Is there a French equivalent of “uber”? Of course he’s human. Sheesh, the business press and the way they pump people up sometimes. Anyway, if the only magic is “setting goals and holding people accountable”, it seems like every company should be having that same magic. Old Sloan mass production management was all about “management by objectives” and still is. It’s the stuff Deming railed against.
Is the problem with everyone else either A) not setting goals or B) not holding people accountable?
Anyway, Ghosn said this about Toyota:
Ghosn also spends much of his time thinking about Toyota. Since he believes he can’t know what Toyota will do in the future, the most important thing is for Nissan to go its own way.

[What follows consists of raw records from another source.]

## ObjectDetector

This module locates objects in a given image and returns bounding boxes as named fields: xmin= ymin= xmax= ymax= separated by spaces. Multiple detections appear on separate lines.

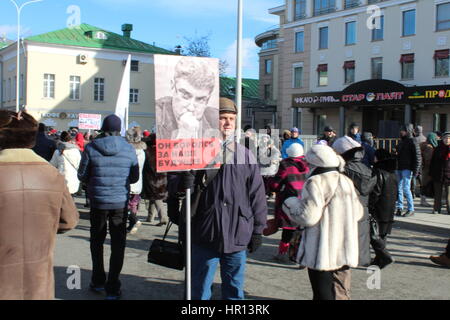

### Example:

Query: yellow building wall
xmin=24 ymin=48 xmax=156 ymax=131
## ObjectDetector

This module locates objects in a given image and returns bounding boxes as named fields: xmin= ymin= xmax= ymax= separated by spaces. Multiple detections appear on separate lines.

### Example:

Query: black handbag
xmin=147 ymin=222 xmax=184 ymax=270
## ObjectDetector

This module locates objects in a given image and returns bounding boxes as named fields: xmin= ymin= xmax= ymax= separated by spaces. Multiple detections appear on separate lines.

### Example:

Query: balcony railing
xmin=313 ymin=7 xmax=336 ymax=17
xmin=294 ymin=13 xmax=307 ymax=21
xmin=368 ymin=0 xmax=389 ymax=4
xmin=344 ymin=0 xmax=361 ymax=9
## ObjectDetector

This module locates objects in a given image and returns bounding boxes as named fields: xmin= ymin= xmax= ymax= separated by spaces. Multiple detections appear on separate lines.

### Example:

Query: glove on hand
xmin=247 ymin=234 xmax=262 ymax=253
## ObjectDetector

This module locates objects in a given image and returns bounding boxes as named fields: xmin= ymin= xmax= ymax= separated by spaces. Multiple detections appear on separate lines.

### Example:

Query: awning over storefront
xmin=292 ymin=79 xmax=450 ymax=108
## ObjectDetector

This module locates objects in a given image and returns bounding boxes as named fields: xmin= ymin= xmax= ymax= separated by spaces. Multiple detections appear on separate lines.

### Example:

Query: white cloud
xmin=0 ymin=24 xmax=33 ymax=39
xmin=222 ymin=38 xmax=260 ymax=78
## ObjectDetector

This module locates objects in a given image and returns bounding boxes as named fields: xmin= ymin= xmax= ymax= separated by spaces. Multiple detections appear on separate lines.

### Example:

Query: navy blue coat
xmin=188 ymin=143 xmax=268 ymax=254
xmin=78 ymin=135 xmax=139 ymax=210
xmin=32 ymin=132 xmax=57 ymax=162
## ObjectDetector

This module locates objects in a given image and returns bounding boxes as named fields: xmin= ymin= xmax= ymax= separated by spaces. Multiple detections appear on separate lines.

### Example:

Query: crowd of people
xmin=0 ymin=103 xmax=449 ymax=301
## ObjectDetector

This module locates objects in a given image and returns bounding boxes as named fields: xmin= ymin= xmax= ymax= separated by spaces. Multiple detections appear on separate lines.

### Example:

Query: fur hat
xmin=0 ymin=110 xmax=38 ymax=149
xmin=332 ymin=136 xmax=362 ymax=155
xmin=306 ymin=144 xmax=345 ymax=171
xmin=126 ymin=126 xmax=142 ymax=143
xmin=286 ymin=143 xmax=304 ymax=158
xmin=101 ymin=114 xmax=121 ymax=132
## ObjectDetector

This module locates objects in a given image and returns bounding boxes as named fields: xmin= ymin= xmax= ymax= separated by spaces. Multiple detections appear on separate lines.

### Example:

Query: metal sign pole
xmin=185 ymin=188 xmax=191 ymax=300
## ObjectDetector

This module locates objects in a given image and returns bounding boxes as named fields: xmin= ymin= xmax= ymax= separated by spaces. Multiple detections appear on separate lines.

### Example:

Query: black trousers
xmin=446 ymin=238 xmax=450 ymax=259
xmin=90 ymin=208 xmax=127 ymax=294
xmin=307 ymin=269 xmax=335 ymax=300
xmin=370 ymin=234 xmax=392 ymax=261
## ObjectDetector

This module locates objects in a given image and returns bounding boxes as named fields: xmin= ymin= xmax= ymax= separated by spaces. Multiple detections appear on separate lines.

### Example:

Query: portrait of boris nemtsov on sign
xmin=154 ymin=55 xmax=219 ymax=140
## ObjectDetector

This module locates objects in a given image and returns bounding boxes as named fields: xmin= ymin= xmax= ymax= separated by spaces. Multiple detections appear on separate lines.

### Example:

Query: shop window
xmin=316 ymin=115 xmax=327 ymax=136
xmin=433 ymin=113 xmax=448 ymax=132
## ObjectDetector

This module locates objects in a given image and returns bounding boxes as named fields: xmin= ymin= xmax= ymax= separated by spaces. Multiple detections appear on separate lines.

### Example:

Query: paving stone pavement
xmin=53 ymin=196 xmax=450 ymax=300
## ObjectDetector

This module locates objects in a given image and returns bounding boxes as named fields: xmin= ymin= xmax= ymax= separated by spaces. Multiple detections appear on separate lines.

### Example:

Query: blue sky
xmin=0 ymin=0 xmax=282 ymax=79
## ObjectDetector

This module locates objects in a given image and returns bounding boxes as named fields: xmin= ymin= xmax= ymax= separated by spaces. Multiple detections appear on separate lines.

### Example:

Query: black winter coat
xmin=396 ymin=133 xmax=421 ymax=174
xmin=32 ymin=132 xmax=57 ymax=162
xmin=430 ymin=141 xmax=450 ymax=185
xmin=369 ymin=158 xmax=398 ymax=235
xmin=342 ymin=147 xmax=377 ymax=267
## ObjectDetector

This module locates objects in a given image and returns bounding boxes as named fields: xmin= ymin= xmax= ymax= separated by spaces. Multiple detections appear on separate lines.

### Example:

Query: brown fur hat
xmin=0 ymin=110 xmax=38 ymax=149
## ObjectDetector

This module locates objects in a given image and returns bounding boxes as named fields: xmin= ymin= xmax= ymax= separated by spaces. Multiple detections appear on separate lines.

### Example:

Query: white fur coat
xmin=284 ymin=171 xmax=363 ymax=271
xmin=50 ymin=145 xmax=81 ymax=194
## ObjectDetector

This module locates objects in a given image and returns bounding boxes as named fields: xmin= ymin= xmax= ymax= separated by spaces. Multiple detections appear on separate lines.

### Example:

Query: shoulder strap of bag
xmin=162 ymin=221 xmax=173 ymax=241
xmin=62 ymin=152 xmax=79 ymax=171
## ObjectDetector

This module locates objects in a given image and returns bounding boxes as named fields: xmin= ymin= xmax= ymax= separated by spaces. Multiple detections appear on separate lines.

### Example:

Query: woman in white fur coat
xmin=50 ymin=131 xmax=81 ymax=195
xmin=283 ymin=144 xmax=364 ymax=300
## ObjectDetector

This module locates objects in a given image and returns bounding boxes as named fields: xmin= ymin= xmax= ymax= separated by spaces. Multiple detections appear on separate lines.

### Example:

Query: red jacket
xmin=75 ymin=133 xmax=85 ymax=152
xmin=268 ymin=156 xmax=309 ymax=227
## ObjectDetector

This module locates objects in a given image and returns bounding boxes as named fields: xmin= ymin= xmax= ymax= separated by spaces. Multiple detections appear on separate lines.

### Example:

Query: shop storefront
xmin=292 ymin=79 xmax=450 ymax=138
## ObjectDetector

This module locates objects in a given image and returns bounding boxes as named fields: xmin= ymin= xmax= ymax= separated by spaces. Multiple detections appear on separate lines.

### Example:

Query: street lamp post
xmin=235 ymin=0 xmax=243 ymax=136
xmin=10 ymin=0 xmax=43 ymax=112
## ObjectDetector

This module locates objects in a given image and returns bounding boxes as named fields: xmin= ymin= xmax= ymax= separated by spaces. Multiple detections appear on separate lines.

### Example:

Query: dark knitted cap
xmin=0 ymin=110 xmax=38 ymax=149
xmin=101 ymin=114 xmax=121 ymax=132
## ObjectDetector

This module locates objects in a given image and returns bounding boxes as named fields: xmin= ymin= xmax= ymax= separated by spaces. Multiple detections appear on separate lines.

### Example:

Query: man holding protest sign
xmin=183 ymin=98 xmax=268 ymax=300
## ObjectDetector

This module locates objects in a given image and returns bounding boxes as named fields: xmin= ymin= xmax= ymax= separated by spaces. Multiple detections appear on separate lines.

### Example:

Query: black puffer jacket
xmin=369 ymin=158 xmax=398 ymax=235
xmin=341 ymin=147 xmax=377 ymax=267
xmin=397 ymin=128 xmax=421 ymax=174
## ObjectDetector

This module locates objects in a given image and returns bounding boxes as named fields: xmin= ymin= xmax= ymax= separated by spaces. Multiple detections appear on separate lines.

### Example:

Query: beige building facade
xmin=256 ymin=0 xmax=450 ymax=137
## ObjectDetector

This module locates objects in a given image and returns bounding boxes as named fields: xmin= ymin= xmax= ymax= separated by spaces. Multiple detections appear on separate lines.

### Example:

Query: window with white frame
xmin=130 ymin=88 xmax=139 ymax=103
xmin=371 ymin=57 xmax=383 ymax=79
xmin=345 ymin=21 xmax=356 ymax=45
xmin=295 ymin=31 xmax=304 ymax=52
xmin=437 ymin=3 xmax=450 ymax=31
xmin=319 ymin=26 xmax=328 ymax=49
xmin=317 ymin=64 xmax=328 ymax=86
xmin=265 ymin=59 xmax=272 ymax=74
xmin=434 ymin=49 xmax=450 ymax=77
xmin=43 ymin=74 xmax=55 ymax=99
xmin=402 ymin=9 xmax=416 ymax=36
xmin=94 ymin=78 xmax=105 ymax=102
xmin=400 ymin=54 xmax=414 ymax=80
xmin=372 ymin=15 xmax=384 ymax=41
xmin=131 ymin=60 xmax=139 ymax=72
xmin=69 ymin=76 xmax=81 ymax=100
xmin=344 ymin=61 xmax=355 ymax=84
xmin=295 ymin=0 xmax=306 ymax=20
xmin=293 ymin=65 xmax=303 ymax=88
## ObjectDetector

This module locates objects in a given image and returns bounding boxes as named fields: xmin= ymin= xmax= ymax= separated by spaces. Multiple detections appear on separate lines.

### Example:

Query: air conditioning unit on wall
xmin=79 ymin=54 xmax=88 ymax=64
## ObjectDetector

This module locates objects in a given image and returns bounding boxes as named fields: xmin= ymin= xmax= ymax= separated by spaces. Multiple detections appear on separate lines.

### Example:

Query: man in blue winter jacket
xmin=78 ymin=114 xmax=139 ymax=300
xmin=281 ymin=127 xmax=305 ymax=159
xmin=184 ymin=97 xmax=267 ymax=300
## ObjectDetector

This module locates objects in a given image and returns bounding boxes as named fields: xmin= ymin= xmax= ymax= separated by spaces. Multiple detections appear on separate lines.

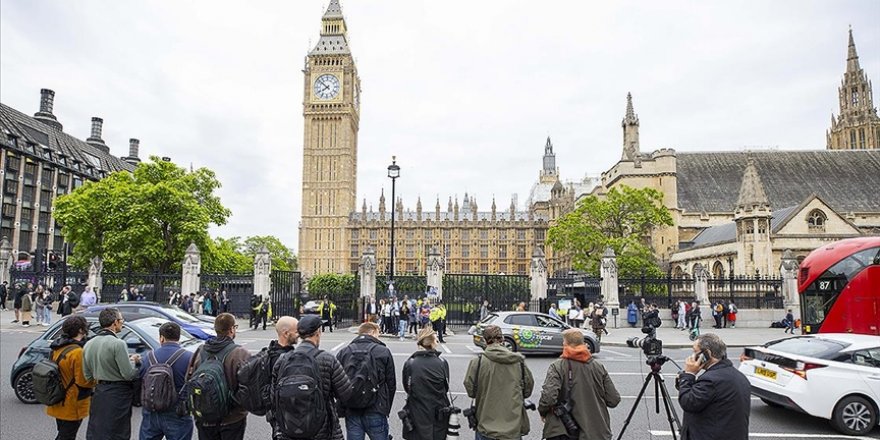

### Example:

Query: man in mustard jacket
xmin=47 ymin=315 xmax=96 ymax=439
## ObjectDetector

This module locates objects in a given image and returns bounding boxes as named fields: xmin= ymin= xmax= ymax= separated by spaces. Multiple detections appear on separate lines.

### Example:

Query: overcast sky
xmin=2 ymin=0 xmax=878 ymax=251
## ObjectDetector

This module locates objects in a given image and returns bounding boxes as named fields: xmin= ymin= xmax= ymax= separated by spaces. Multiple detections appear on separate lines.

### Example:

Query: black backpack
xmin=340 ymin=343 xmax=380 ymax=409
xmin=235 ymin=348 xmax=271 ymax=416
xmin=183 ymin=344 xmax=237 ymax=424
xmin=32 ymin=345 xmax=78 ymax=405
xmin=141 ymin=349 xmax=187 ymax=412
xmin=273 ymin=345 xmax=327 ymax=438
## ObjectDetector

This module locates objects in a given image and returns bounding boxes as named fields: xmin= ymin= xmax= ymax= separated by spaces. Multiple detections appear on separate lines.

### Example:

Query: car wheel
xmin=760 ymin=398 xmax=782 ymax=408
xmin=13 ymin=368 xmax=37 ymax=404
xmin=502 ymin=337 xmax=518 ymax=352
xmin=585 ymin=339 xmax=596 ymax=354
xmin=831 ymin=395 xmax=877 ymax=436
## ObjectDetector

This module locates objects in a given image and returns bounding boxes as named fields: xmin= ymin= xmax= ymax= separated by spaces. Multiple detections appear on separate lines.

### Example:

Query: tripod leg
xmin=654 ymin=374 xmax=661 ymax=414
xmin=655 ymin=374 xmax=683 ymax=440
xmin=615 ymin=373 xmax=656 ymax=440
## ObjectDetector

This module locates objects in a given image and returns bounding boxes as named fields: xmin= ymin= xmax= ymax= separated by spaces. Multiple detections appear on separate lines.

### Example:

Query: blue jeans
xmin=139 ymin=409 xmax=194 ymax=440
xmin=399 ymin=320 xmax=408 ymax=338
xmin=43 ymin=308 xmax=52 ymax=324
xmin=346 ymin=412 xmax=389 ymax=440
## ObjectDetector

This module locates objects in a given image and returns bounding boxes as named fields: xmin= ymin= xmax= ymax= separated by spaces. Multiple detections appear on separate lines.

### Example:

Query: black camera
xmin=463 ymin=406 xmax=478 ymax=430
xmin=436 ymin=405 xmax=460 ymax=421
xmin=398 ymin=408 xmax=414 ymax=433
xmin=626 ymin=326 xmax=663 ymax=357
xmin=523 ymin=399 xmax=537 ymax=411
xmin=553 ymin=401 xmax=581 ymax=437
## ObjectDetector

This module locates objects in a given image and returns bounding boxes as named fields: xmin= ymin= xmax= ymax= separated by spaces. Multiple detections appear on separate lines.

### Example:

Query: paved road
xmin=1 ymin=315 xmax=878 ymax=439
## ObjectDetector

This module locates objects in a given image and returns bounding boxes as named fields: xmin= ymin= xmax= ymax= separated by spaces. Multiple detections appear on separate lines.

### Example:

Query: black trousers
xmin=197 ymin=418 xmax=246 ymax=440
xmin=87 ymin=381 xmax=134 ymax=440
xmin=322 ymin=315 xmax=333 ymax=332
xmin=56 ymin=418 xmax=83 ymax=440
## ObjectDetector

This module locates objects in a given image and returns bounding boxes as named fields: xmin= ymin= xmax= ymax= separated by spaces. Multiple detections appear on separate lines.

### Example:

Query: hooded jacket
xmin=46 ymin=337 xmax=96 ymax=421
xmin=185 ymin=336 xmax=250 ymax=426
xmin=538 ymin=345 xmax=621 ymax=440
xmin=464 ymin=344 xmax=534 ymax=440
xmin=402 ymin=349 xmax=450 ymax=440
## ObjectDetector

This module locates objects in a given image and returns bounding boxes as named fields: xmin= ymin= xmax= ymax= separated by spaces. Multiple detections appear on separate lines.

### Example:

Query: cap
xmin=298 ymin=315 xmax=322 ymax=336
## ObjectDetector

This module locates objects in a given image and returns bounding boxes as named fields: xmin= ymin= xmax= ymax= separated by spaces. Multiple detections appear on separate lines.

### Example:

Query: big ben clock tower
xmin=299 ymin=0 xmax=361 ymax=277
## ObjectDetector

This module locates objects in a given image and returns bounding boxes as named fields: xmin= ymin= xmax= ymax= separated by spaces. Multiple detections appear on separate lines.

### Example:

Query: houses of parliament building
xmin=297 ymin=1 xmax=880 ymax=279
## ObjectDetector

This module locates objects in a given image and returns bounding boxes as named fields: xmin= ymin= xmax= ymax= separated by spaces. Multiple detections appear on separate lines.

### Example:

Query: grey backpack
xmin=141 ymin=349 xmax=187 ymax=412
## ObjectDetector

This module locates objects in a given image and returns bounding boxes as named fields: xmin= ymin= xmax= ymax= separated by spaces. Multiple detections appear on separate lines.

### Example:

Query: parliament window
xmin=423 ymin=230 xmax=431 ymax=240
xmin=461 ymin=230 xmax=469 ymax=240
xmin=462 ymin=262 xmax=470 ymax=273
xmin=499 ymin=263 xmax=507 ymax=274
xmin=350 ymin=244 xmax=359 ymax=258
xmin=807 ymin=209 xmax=827 ymax=232
xmin=461 ymin=245 xmax=469 ymax=258
xmin=406 ymin=245 xmax=414 ymax=258
xmin=351 ymin=229 xmax=359 ymax=240
xmin=369 ymin=230 xmax=377 ymax=240
xmin=480 ymin=263 xmax=488 ymax=274
xmin=536 ymin=229 xmax=545 ymax=241
xmin=406 ymin=230 xmax=414 ymax=240
xmin=443 ymin=229 xmax=451 ymax=240
xmin=499 ymin=245 xmax=507 ymax=258
xmin=517 ymin=245 xmax=526 ymax=258
xmin=498 ymin=230 xmax=507 ymax=240
xmin=480 ymin=229 xmax=488 ymax=240
xmin=480 ymin=244 xmax=488 ymax=258
xmin=517 ymin=229 xmax=526 ymax=240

In an industry that produces 65 million vehicles annually, Ghosn argues, there should be room for most of the players. “I think in our industry, when you do the right thing, you get the right results,” he says. “I don’t think there is anything miraculous.”
What is miraculous to him is Toyota’s consistent ability to execute in an operationally complex business without making many mistakes. “From time to time when you miss something, you’re getting punished for it. If you miss two things, you’re getting harshly punished. If you miss more than two things, then you start to be in serious trouble.”
Not Toyota. Without mentioning the company by name, Ghosn ticks off the list of qualities that make it successful: a learning organization, humble in front of its customers, using profit as the only meaningful indicator.
Notice he isn’t worrying about GM, his almost alliance partner. I think it’s important to note that Ghosn and Nissan are “going its own way.” Sure, learn from Toyota, but don’t just copy. Copying another company is a rear-view mirror strategy. So, I like the sound of that.
Is it really true that Toyota considers profit the “only” meaningful indicator? I know they are in business to make money, and they make a lot of it, but someone could misinterpret that comment… Toyota isn’t concerned about short-term profit, they are thinking for the long term. Doesn’t Toyota consider other short term metrics to be critical for meeting that long term profit indicator?
Most of the business world already considers profit the only meaningful indicator. That or maybe the stock price. Toyota is certainly different. What do you think about any of what I’ve said?